I know how the curve of my body was sharp
And concave with angles and edges
That slice.

3

My body knows ways the measuring tape has
Wrapped around the soft spots
And my fingertips journaled the numbers religiously
In notebooks as a child and teen, smudging graphite pinky joints across the page
And now has sophisticated into excel spreadsheets. That won’t matter when I die.

I know the numbers from the scale, I know the ones where I feel comfortable in my skin
I know the numbers that are wrong,
I know when I am suffocating in my shape.
I know when I am anchored down like Jacob Marley by pounds instead of chains of guilt.
And I can’t breathe.

4

I saw the white hair when I was 16 at the salon on main street across from the bar called Babe’s.
I wore that hair with pride and swore I’d never color it,
But then 5 years later, as a young bride, it was plucked from my head without my consent.
And I cried, over the loss of my Irish heritage.

At 34 I colored my white hairs, to try something different and wrangle my youth
That was slipping away. Where was my pride of Irishness then?

5

I knew the roads of Minnesota engraved in my brain before I could see out of the window and the windows needed to be rolled down by hand, with a crank.

In my car seat with brown plastic vinyl
That cracked with its age and pinched my skin
While the cotton fill puffed out like cottage cheese.

I didn’t know the names of roads, but I knew the way they felt – the way I shifted in the car and wide-eyed saw the stars at night. I knew the turns, I knew north and south
And the emotions that came with the journey and the experiences I had.
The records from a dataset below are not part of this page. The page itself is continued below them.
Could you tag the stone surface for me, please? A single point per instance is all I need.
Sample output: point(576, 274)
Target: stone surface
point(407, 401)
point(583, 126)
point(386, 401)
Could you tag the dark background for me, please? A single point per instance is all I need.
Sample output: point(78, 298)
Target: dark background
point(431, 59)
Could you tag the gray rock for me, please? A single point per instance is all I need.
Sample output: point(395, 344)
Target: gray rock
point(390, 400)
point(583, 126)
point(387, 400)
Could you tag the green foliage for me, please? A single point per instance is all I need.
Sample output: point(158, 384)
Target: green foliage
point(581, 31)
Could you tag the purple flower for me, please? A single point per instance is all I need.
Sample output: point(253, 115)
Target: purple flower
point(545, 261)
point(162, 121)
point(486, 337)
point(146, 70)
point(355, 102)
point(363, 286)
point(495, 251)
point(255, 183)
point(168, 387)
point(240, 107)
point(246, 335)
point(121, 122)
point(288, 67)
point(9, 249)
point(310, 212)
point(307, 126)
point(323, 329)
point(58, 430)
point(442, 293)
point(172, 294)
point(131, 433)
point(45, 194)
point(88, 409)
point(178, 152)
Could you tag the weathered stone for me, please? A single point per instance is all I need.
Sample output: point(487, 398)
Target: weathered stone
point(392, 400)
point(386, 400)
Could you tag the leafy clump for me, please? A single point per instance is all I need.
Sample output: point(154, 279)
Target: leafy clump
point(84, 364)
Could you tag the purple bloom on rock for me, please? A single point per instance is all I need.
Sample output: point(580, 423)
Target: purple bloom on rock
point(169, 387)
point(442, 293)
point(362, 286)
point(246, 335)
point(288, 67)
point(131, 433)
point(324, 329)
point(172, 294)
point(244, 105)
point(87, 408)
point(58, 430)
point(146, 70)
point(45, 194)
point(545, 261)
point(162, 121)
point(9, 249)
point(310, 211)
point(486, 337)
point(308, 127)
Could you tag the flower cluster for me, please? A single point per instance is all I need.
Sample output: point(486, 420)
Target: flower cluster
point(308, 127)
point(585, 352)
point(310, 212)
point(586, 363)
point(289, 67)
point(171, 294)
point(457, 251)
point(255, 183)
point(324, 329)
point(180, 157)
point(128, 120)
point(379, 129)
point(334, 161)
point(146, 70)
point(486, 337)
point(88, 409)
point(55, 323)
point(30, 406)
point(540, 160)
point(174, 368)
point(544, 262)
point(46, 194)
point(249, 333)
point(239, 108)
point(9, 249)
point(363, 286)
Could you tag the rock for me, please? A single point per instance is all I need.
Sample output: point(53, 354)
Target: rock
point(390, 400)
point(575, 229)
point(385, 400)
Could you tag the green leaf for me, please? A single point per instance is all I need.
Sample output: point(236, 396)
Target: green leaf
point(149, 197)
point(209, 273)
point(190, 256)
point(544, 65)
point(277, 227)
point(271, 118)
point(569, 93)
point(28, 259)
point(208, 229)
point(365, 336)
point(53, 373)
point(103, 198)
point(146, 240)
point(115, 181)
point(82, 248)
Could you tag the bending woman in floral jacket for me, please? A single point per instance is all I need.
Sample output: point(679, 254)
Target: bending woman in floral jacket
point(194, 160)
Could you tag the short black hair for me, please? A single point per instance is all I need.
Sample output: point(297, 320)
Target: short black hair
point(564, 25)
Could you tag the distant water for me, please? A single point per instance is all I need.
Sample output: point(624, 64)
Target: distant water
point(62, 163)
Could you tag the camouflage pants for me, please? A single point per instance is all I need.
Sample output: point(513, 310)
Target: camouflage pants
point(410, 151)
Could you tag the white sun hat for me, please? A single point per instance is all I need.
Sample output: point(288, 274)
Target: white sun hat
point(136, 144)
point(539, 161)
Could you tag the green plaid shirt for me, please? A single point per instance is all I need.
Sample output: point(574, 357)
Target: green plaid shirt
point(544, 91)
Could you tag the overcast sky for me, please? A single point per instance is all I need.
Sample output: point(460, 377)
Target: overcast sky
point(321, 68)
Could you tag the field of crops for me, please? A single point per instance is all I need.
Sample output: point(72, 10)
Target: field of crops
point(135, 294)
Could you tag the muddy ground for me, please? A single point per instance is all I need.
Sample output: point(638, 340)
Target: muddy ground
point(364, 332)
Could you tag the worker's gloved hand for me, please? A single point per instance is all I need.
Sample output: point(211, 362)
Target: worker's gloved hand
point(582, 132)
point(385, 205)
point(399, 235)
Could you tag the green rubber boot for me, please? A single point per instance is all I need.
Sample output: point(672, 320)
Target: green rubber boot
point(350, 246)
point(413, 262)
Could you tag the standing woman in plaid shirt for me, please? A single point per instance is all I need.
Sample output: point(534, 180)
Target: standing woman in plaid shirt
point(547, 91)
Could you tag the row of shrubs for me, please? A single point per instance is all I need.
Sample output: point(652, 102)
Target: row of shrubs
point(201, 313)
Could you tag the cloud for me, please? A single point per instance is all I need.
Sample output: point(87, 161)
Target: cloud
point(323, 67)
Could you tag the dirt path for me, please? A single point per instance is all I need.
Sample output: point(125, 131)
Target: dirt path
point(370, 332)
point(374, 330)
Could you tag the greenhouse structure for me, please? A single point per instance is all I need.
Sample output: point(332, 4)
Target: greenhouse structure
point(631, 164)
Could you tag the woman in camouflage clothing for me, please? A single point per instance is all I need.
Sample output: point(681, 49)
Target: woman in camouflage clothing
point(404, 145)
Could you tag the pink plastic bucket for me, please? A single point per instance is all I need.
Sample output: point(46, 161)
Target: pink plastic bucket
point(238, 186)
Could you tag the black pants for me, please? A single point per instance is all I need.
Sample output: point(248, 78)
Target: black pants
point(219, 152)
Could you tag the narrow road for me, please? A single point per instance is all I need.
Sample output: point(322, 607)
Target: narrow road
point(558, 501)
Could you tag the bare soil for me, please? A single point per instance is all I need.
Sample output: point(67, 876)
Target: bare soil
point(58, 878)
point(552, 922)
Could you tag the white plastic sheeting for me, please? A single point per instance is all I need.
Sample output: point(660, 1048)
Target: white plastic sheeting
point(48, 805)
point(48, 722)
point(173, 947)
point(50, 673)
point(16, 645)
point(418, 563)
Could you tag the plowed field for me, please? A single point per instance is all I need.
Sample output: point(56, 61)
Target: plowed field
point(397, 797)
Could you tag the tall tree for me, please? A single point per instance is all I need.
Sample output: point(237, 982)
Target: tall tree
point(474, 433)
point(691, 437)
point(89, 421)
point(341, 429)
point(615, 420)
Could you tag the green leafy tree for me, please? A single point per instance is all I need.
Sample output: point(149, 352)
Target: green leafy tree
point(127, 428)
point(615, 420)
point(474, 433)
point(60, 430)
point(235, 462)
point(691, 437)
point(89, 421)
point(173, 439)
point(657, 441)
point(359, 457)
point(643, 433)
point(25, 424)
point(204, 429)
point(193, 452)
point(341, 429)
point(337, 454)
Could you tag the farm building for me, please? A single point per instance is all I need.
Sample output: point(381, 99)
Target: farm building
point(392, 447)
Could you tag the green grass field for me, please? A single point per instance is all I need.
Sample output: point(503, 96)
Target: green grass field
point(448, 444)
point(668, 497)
The places I had been mapped my life like an etch-a-sketch across the state, some scribbles darker and stronger than others.

6

And now, tabula rasa.
The caress of the measuring tape is not quite right. The numbers on the scale are tilted too high.
I feel my belly – and underneath the seam, the scar, where the babies came from.
And I am happy. Because I made life.

7

And I know Minnesota because it’s there under my eyelids and under my skin all 40.5 years of it.
But Florida is a small piece of the coast I am becoming acquainted with
I only know two roads or three
And so, it’s a blank slate.
To be filled in reverse.

I know it, like the back of my hand.

 

Photo by Priscilla Du Preez on Unsplash

Written by 

Nicole Zwolinski earned a BA in Creative Writing with a focus in poetry and Mass Communications – Journalism. Zwolinski is always learning and continues to take courses through The Loft Literary Center in Minneapolis and in 2011 attended the Mississippi River Creative Writing Workshop at St. Cloud State University. Zwolinski’s favorite course at The Loft was Writing through Photographs with Brad Zellar. Zwolinski has had a few short short plays performed live. In addition to plays, Zwolinski has had numerous poems selected for live readings. Zwolinski’s work has appeared in Firewords Quarterly, Flash Fiction Magazine, Bare Hands Issue 20, FishFood Magazine, Feminine Collective, and had a piece published in NEAT. For more visit her on Instagram @nicolezwrites.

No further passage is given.